Paper is a brilliantly sustainable and renewable resource, and to celebrate #EarthDay2022 we want to share a variety of facts that show why paper and trees are a choice that is good for the environment.
1. The CO2 emissions of the European pulp and paper industry reduced by 26% between 2005 and 2015 (CEPI Key Statistics, 2020)
2. Trees absorb CO2 from the atmosphere and wood and paper products store that CO2 throughout their lifetimes.
3. 62% of the energy used to produce paper and paper packaging in Europe comes from renewable sources. renewable sources. (CEPI Statistics, 2020)
4. 75% of the pulp delivered to paper mills in Europe comes from independently certified forests (CEPI Sustainability Report, 2013)
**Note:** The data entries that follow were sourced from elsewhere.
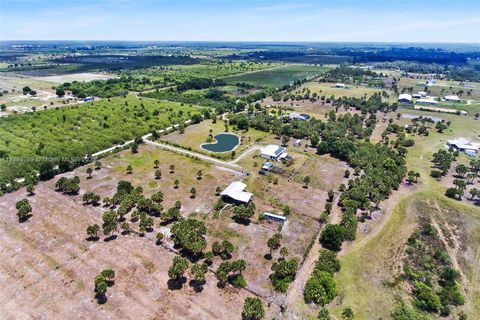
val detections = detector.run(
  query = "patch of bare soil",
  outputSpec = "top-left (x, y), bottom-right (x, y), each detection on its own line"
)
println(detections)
top-left (0, 154), bottom-right (278, 319)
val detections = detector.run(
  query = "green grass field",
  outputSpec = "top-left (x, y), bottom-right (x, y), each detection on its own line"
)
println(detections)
top-left (0, 96), bottom-right (201, 177)
top-left (305, 82), bottom-right (395, 100)
top-left (127, 61), bottom-right (280, 82)
top-left (330, 108), bottom-right (480, 319)
top-left (224, 64), bottom-right (327, 88)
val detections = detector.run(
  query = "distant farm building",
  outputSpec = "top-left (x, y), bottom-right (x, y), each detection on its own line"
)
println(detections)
top-left (288, 112), bottom-right (310, 121)
top-left (398, 93), bottom-right (412, 103)
top-left (220, 181), bottom-right (253, 204)
top-left (260, 144), bottom-right (291, 161)
top-left (415, 98), bottom-right (438, 106)
top-left (445, 95), bottom-right (460, 102)
top-left (263, 212), bottom-right (287, 223)
top-left (447, 138), bottom-right (480, 157)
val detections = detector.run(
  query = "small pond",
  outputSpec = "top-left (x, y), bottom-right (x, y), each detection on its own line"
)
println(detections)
top-left (201, 133), bottom-right (240, 152)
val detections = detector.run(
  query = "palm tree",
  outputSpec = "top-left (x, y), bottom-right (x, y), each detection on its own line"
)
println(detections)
top-left (190, 187), bottom-right (197, 198)
top-left (303, 176), bottom-right (311, 188)
top-left (87, 168), bottom-right (93, 179)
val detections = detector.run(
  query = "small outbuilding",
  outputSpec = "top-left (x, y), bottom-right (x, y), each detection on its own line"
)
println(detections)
top-left (415, 98), bottom-right (438, 106)
top-left (260, 144), bottom-right (290, 161)
top-left (263, 212), bottom-right (287, 223)
top-left (444, 95), bottom-right (460, 102)
top-left (220, 181), bottom-right (253, 204)
top-left (288, 111), bottom-right (310, 121)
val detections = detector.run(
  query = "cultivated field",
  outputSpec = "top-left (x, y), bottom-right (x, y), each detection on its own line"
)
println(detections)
top-left (38, 72), bottom-right (114, 83)
top-left (224, 64), bottom-right (328, 88)
top-left (0, 146), bottom-right (284, 319)
top-left (0, 96), bottom-right (201, 177)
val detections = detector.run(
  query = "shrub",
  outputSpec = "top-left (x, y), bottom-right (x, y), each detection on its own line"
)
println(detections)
top-left (303, 271), bottom-right (337, 306)
top-left (320, 224), bottom-right (345, 251)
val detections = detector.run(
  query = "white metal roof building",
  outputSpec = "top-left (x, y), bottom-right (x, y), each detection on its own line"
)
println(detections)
top-left (260, 144), bottom-right (288, 160)
top-left (398, 93), bottom-right (412, 103)
top-left (445, 95), bottom-right (460, 102)
top-left (288, 111), bottom-right (310, 121)
top-left (447, 138), bottom-right (480, 153)
top-left (415, 98), bottom-right (438, 105)
top-left (220, 181), bottom-right (253, 203)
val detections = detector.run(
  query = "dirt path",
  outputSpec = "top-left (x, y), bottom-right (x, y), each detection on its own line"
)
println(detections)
top-left (431, 210), bottom-right (468, 288)
top-left (145, 140), bottom-right (243, 174)
top-left (283, 229), bottom-right (322, 319)
top-left (228, 145), bottom-right (261, 164)
top-left (339, 183), bottom-right (418, 255)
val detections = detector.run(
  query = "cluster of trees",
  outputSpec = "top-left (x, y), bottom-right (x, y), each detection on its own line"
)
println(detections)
top-left (233, 201), bottom-right (255, 224)
top-left (403, 216), bottom-right (465, 316)
top-left (0, 96), bottom-right (201, 185)
top-left (15, 199), bottom-right (32, 222)
top-left (171, 218), bottom-right (207, 257)
top-left (94, 269), bottom-right (115, 303)
top-left (430, 149), bottom-right (458, 178)
top-left (216, 259), bottom-right (247, 288)
top-left (319, 65), bottom-right (379, 83)
top-left (55, 176), bottom-right (80, 195)
top-left (303, 249), bottom-right (340, 306)
top-left (177, 78), bottom-right (226, 91)
top-left (212, 240), bottom-right (235, 260)
top-left (55, 76), bottom-right (155, 98)
top-left (270, 258), bottom-right (298, 293)
top-left (430, 148), bottom-right (480, 200)
top-left (82, 192), bottom-right (100, 206)
top-left (242, 297), bottom-right (265, 320)
top-left (445, 159), bottom-right (480, 200)
top-left (317, 114), bottom-right (407, 251)
top-left (84, 181), bottom-right (183, 240)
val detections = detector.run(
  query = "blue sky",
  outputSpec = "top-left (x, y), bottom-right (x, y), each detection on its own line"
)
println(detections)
top-left (0, 0), bottom-right (480, 43)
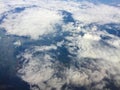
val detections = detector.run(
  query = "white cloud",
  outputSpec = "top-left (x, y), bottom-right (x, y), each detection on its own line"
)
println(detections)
top-left (2, 8), bottom-right (61, 39)
top-left (0, 0), bottom-right (120, 90)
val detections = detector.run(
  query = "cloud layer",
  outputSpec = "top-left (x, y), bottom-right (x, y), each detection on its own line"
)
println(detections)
top-left (0, 0), bottom-right (120, 90)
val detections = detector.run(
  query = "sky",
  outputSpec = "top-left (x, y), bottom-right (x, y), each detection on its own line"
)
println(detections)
top-left (0, 0), bottom-right (120, 90)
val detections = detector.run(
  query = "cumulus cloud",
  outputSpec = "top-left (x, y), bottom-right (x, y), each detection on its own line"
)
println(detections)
top-left (0, 0), bottom-right (120, 90)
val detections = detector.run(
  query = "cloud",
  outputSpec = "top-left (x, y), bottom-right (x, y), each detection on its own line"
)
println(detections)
top-left (0, 0), bottom-right (120, 90)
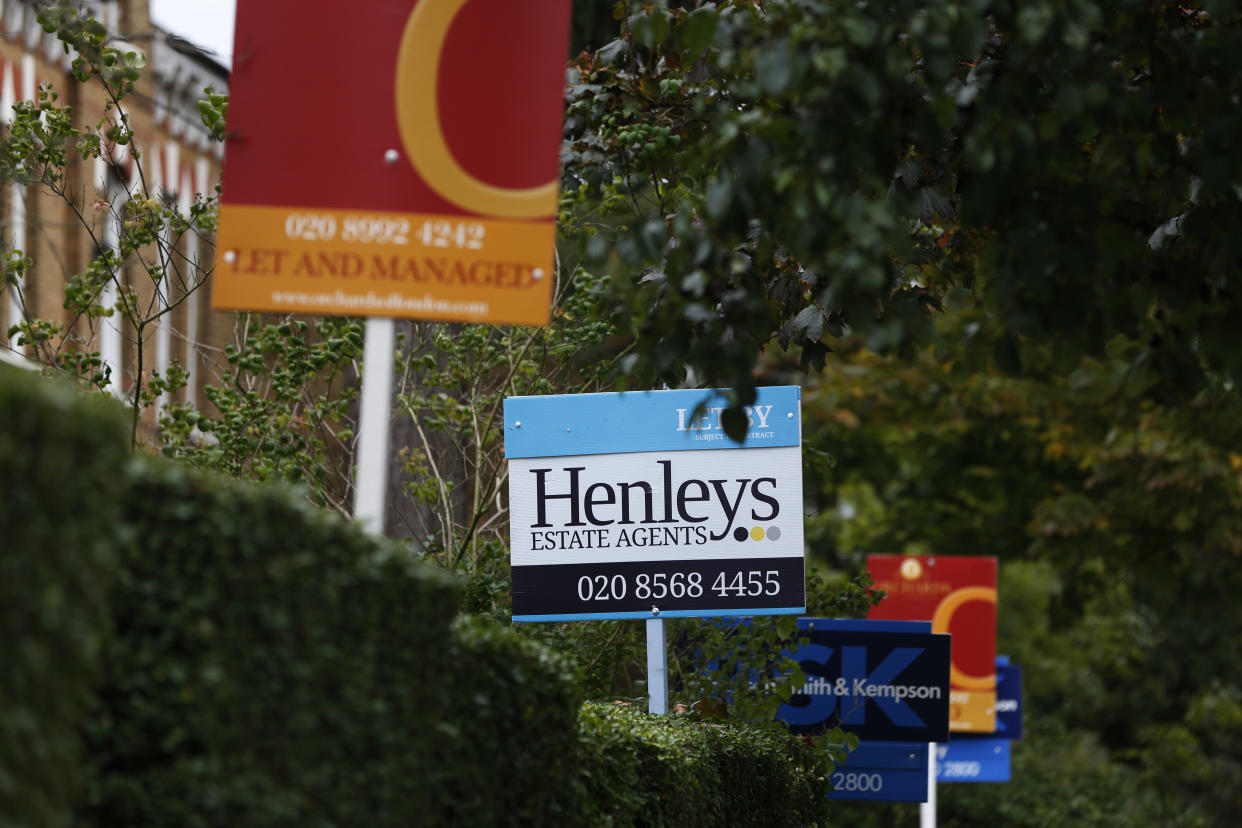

5. Between 2005 and 2020, European forests grew by 58,390 KM2 – that’s over 1500 football pitches everyday! (FAO, 2005-2020)
6. The paper recycling rate is now 74%…the highest in the world! (CEPI, 2020)
You can spread the message of our climate crisis virtually and take action at home through Earth Day’s digital events.
Campaigns And Online Debate
Earth Day focuses on a number of different campaigns. The Great Global Cleanup encourages people around the world to remove billions of pieces of trash from the cities and countryside, reducing waste and plastic pollution, and improving habitats. In addition, The Canopy Project aims to plant millions of trees, reforesting areas in need of rehabilitation, such as those suffering from environmental degradation or those decimated by environmental disaster.
And if you still don’t know what you’ll be doing this Friday, there is also a packed schedule of online debates and educational content at www.earthday.org/earth-day-live. We’ll see you there.